National Treasury has directed state corporations to re-submit their 2024–2025 recurrent expenditure budget, which has been rationalized to a level that is not more than 70 percent of the approved 2023–2024 budget.
Treasury Cabinet Secretary Njuguna Ndung’u stated that the recurrent expenditure budget should be re-submitted through the Government Investments Management Information System (GIMIS) by April 2, 2024.
“Every State Corporation should re-submit its 2024/2025 FY recurrent expenditure budget. All submitted 2024/2025 FY budgets by State Corporations have been reverted to respective Corporations for rationalization and should be re-submitted through GIMIS by April 2 2024,” noted Njuguna CS Treasury.
The Treasury, under its new policy measures to enhance state corporations’ revenue generation and expenditure rationalization, further directed state corporations not to fund operations or purchase capital items for Ministries, Departments, State Corporations, and Agencies (MDA).

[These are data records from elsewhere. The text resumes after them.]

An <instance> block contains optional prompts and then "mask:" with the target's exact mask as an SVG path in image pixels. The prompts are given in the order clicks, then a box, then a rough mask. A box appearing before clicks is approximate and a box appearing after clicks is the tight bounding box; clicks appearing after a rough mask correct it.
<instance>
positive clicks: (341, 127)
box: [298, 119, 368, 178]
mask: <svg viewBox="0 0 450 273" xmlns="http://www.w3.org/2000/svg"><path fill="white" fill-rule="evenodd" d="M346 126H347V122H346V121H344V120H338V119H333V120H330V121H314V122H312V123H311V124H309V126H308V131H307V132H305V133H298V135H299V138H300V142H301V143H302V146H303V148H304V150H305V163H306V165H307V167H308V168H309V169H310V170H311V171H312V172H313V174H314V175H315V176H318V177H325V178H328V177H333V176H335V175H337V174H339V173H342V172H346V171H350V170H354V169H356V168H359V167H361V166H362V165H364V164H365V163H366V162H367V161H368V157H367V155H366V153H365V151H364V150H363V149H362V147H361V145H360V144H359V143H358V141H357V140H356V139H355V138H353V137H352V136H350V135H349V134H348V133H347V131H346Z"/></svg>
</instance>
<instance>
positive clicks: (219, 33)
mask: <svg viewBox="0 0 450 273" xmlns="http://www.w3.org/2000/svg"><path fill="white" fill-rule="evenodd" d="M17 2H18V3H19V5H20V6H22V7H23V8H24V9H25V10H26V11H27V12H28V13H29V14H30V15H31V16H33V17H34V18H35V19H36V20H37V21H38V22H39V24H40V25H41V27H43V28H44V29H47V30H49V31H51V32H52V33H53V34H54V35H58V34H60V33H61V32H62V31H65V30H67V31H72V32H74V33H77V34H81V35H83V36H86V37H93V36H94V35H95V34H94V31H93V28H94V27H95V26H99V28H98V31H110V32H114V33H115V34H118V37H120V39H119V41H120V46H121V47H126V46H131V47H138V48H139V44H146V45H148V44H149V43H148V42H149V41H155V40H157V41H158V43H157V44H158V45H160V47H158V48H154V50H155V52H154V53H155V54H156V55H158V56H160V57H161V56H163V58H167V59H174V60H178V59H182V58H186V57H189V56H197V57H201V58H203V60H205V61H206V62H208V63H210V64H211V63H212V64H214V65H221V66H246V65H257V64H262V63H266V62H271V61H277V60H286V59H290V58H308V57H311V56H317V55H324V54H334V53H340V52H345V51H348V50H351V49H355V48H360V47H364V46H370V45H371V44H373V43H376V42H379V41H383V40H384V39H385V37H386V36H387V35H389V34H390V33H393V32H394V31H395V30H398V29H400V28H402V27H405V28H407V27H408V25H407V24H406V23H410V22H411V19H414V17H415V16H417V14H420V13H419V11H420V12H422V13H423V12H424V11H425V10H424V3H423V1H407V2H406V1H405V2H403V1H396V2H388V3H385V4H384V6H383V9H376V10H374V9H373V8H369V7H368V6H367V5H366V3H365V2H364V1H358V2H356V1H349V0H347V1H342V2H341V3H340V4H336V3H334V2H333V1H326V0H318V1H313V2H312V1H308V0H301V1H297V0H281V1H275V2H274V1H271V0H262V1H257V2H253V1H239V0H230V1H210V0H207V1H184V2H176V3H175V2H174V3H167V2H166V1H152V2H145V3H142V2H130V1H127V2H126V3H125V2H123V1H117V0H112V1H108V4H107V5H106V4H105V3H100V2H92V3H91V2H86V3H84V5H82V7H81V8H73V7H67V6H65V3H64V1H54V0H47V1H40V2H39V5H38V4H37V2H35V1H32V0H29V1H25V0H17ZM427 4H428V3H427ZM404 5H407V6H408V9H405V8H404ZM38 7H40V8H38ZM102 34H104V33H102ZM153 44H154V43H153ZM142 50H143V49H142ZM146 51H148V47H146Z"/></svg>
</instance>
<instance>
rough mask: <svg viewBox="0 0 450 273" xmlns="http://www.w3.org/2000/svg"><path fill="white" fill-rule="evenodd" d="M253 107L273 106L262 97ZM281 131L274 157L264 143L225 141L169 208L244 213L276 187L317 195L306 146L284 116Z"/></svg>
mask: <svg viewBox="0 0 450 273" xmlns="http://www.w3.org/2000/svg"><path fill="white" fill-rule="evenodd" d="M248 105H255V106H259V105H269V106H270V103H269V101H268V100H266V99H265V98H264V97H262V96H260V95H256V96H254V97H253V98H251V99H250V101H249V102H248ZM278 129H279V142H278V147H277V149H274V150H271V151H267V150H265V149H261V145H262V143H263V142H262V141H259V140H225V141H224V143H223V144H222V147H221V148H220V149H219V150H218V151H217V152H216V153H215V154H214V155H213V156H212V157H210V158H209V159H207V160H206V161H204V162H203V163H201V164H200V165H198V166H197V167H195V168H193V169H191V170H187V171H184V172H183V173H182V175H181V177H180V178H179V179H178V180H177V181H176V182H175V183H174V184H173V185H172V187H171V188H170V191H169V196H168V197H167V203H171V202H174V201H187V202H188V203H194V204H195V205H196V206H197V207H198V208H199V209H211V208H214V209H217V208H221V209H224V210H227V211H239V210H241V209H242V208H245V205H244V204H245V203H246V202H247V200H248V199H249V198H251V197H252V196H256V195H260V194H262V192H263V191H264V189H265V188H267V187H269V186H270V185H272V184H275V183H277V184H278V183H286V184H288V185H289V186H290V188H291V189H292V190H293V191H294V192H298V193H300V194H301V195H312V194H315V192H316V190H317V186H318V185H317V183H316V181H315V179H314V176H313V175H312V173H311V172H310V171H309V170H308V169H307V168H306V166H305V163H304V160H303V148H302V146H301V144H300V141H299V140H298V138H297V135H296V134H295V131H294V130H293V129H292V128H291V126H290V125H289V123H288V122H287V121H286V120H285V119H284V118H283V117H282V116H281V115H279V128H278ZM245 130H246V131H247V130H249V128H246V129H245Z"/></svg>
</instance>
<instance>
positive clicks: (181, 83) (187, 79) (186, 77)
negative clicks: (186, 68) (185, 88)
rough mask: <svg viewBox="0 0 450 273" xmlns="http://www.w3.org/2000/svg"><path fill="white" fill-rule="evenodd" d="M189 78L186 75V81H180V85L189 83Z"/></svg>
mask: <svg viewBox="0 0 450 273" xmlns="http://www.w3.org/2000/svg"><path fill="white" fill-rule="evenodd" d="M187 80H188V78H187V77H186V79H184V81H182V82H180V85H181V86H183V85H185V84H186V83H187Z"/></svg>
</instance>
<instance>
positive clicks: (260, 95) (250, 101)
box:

“No State Corporation shall pay for individual or corporate club membership fee or annual subscriptions with effect from the date of this circular.”
CS Njuguna said all board expenses, including payment of sitting allowances, daily subsistence, and domestic and foreign travel, should not be expensed from the approved board expenses budget.
“It is irregular for any State Corporation to expense any Board activity to other Votes other than from the approved Board expenses budget,” he said.
State corporations were also urged not to implement new projects without fresh written approval from the Treasury.
On March 18, 2024, the government issued a directive demanding that state corporations suspend and immediately cease the procurement, printing, and production of corporate wear, including T-shirts, shirts, tracksuits, and any other branded items.
The state embarked on its fiscal consolidation efforts geared towards enhancing revenues and expenditure control as well as ensuring adequate resources for the provision of critical government services.